Medité mi pregunta antes de hacerla:

—¿Alguna vez lo hablasteis?

Negó con la cabeza.

—Imagínate cómo me sentí la primera vez que me lo crucé por la calle cuando ya no nos hablábamos. Yo solo quise darle la enhorabuena por lo que había conseguido. Ni siquiera me había llamado para contármelo. De hecho, llevábamos meses sin hablar. Al contrario que él, yo me presenté en su casa para felicitarlo.

—Y te apartó de su vida —comenté, prediciendo su respuesta.

Rio con amargura y le dio un sorbo a su botellín.

—Me cerró la puerta en las narices. —Abrí los ojos como platos, aunque nada me extrañaba del carácter huraño de Edgar—. Nunca supe por qué lo hizo. Nunca más le pregunté. Me dolió tanto que ni siquiera puedo contarte la de días que le di vueltas al tema, preguntándome qué había hecho mal. Yo no quería ni por asomo nada que tuviera que ver con Waris Luk; al contrario, por aquel entonces, ya estaba a punto de entrar en la Policía.

Tomé una extensa bocanada de aire y miré mis pies. Pobres relaciones las que acaban así. Da una lástima enorme saber que has perdido a alguien sin siquiera tener una explicación. Pero, como la vida misma, esas cosas ocurren, y por el tono de Klaus, a él le había afectado mucho.

Elevé mi vaso y sonreí a la vez que usaba el tono bromista del que Klaus nunca se desprendía:

—Brindemos por las amistades nuevas, pues.

Alzó su botellín a la par que su ceja:

—De momento, prefiero no considerarte una simple amistad. Pero… —alargó mucho la primera vocal y sonrió— brindemos.

—Echa el freno, amigo nuevo.

Reí y tiró de mi mano para juntarme de nuevo al calor sofocante que su cuerpo emanaba.

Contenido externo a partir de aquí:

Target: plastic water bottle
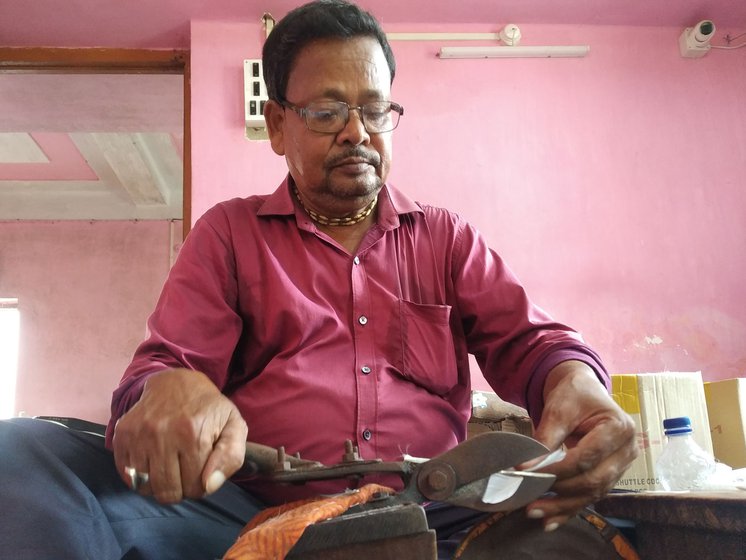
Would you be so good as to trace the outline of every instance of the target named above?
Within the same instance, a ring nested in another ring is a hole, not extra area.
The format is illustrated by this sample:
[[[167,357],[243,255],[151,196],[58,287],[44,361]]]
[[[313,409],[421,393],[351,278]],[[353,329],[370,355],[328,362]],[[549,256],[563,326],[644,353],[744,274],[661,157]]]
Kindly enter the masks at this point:
[[[687,416],[666,418],[663,429],[668,439],[656,468],[664,490],[697,490],[715,472],[715,460],[692,437]]]

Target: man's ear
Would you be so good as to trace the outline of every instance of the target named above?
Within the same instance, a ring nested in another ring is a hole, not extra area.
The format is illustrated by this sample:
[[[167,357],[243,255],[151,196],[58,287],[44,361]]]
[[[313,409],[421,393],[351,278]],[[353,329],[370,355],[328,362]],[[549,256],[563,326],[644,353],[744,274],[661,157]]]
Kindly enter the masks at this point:
[[[285,155],[285,108],[277,101],[268,100],[264,104],[264,120],[272,150],[278,156]]]

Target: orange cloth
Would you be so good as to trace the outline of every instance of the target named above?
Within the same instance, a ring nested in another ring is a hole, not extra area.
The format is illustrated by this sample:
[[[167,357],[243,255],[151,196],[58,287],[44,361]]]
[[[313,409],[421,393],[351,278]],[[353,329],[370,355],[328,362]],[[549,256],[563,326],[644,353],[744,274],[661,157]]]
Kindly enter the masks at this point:
[[[306,527],[343,514],[378,493],[394,490],[366,484],[358,490],[329,498],[310,498],[266,509],[246,524],[223,560],[280,560],[290,552]]]

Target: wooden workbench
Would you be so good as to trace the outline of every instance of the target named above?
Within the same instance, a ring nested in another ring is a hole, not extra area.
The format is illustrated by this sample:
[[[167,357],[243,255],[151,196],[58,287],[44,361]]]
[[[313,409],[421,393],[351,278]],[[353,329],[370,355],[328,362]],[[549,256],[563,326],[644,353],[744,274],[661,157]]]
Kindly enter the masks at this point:
[[[746,491],[618,493],[595,509],[635,523],[642,560],[746,559]]]

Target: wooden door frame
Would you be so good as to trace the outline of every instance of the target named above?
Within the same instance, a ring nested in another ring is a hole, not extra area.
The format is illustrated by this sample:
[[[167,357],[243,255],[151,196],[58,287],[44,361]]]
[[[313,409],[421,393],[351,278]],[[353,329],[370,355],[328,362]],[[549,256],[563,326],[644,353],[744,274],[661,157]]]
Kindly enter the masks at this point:
[[[184,76],[184,237],[192,222],[191,75],[189,51],[109,48],[0,47],[0,72],[182,74]]]

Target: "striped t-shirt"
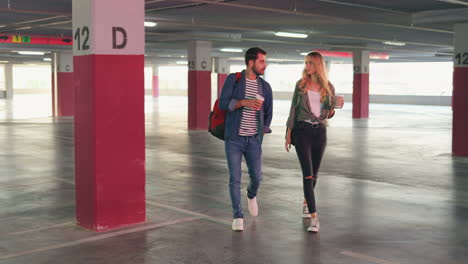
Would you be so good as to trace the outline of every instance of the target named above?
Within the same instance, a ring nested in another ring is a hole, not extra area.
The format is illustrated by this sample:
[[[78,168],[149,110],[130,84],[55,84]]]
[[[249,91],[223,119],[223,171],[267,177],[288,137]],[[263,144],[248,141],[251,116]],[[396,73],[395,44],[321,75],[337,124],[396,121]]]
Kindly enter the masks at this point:
[[[257,80],[246,79],[245,99],[255,99],[258,93]],[[239,136],[255,136],[257,134],[257,111],[249,107],[242,109],[242,117],[239,129]]]

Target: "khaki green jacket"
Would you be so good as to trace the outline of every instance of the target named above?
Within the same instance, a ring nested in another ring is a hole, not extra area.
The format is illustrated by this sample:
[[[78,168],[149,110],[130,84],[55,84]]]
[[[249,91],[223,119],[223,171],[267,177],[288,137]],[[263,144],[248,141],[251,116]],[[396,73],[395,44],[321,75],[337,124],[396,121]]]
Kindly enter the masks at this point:
[[[292,130],[296,121],[304,120],[312,120],[313,122],[315,121],[326,125],[327,119],[333,117],[332,113],[335,110],[335,87],[333,87],[330,82],[328,83],[333,96],[331,96],[331,100],[327,98],[322,103],[320,116],[315,116],[312,113],[312,108],[310,107],[307,94],[300,92],[300,82],[301,81],[299,80],[296,83],[296,87],[294,89],[294,95],[291,101],[291,109],[289,110],[289,117],[286,126]]]

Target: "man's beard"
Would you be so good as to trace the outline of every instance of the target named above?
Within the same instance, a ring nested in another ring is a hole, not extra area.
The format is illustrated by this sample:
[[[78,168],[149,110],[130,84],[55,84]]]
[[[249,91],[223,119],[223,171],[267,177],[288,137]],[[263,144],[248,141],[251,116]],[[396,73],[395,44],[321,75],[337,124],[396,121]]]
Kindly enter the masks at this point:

Sus dedos se introdujeron en mi cabello y lo masajearon, ocasionando que cerrase los ojos de puro placer más de una vez. Restregué mi mejilla con su duro pecho y me permití dibujar círculos invisibles por debajo de la manta sobre su muslo derecho.

Su siguiente pregunta me pilló de improviso y detuve mi movimiento en seco:

—Es el padre de Dakota, ¿verdad? —Tragué saliva, intentando que no se me notase. No supe por qué, pero no me atreví a mirarlo. Él, en cambio, despegó mi cuerpo del suyo y agachó el rostro para mirarme a la cara. No era interés lo que había en sus bonitos ojos, sino una afirmación aplastante. Chasqueó la lengua—. No tienes que temer. La vida es así. El destino es así.

Noté que el pecho se me oprimía y que unas ganas de llorar se hacían con el control de mis ojos y mi garganta, que ya se cerraba.

—Klaus… Yo… Lo sien…

—No te disculpes por algo que no debes, Enma. Solo era una pregunta. No le des más importancia, porque para mí no la tiene y el futuro solo depende de ti. —Me atreví a mirarlo pese a que sentía mis ojos arder. Intentó quitarle hierro al asunto soltando un comentario gracioso de los suyos—: Sé mucho de ti. Recuerda que soy poli.

Sonreí, y una lágrima resbaló por mi mejilla. Él la recogió con su pulgar, se lo llevó a los labios y lo besó. Sentí que su pecho se desinflaba cuando volvió a cobijarme bajo sus brazos, e imaginé sin poder evitarlo los pensamientos que debían estar pasando por su cabeza en ese instante. A veces me preguntaba si el destino quería jugárnosla a todos de alguna manera, pues nunca fallaba y siempre daba en el clavo que más dolía. A la vista estaba.

Un silencio extraño se creó entre nosotros, hasta que noté sus dedos tamborilear sobre mi hombro. De reojo, vi que miraba el reloj en su muñeca.

—Bueno, yo creo que ya está bien de lamentos, de silencios y de cena que casi no hemos probado —objetó—. Y ya va siendo hora de calentar el ambiente.

Le dio un puntapié a la mesilla baja y la separó. Empujó mis brazos con suavidad para poder mirarme, apartó un mechón de mi pelo y lo colocó detrás de mi oreja. Alcé una ceja con gracia cuando me puso morritos.

—¿Quiere decirme algo, señor Campbell?

—¿Nos vamos a Escocia entonces? —me preguntó, apartando la manta.

—Tendremos que esperar a que Dakota nazca —puntualicé.

—Trato hecho. Y, ahora, señorita Wilson, ¿es usted tan amable de decirme qué tenemos de postre, o me sirvo yo?

Me fijé en que sus ojos brillaban y una sonrisa maquiavélica asomaba en sus gruesos labios. Reí al sentir uno de sus dedos clavarse en mi cadera e intenté apartarlo, sin éxito. Enarqué una ceja para hacerme la insinuante, aunque de poco me sirvió, porque al final terminamos sobre la moqueta y tan calientes como lo estaban las llamas de la chimenea.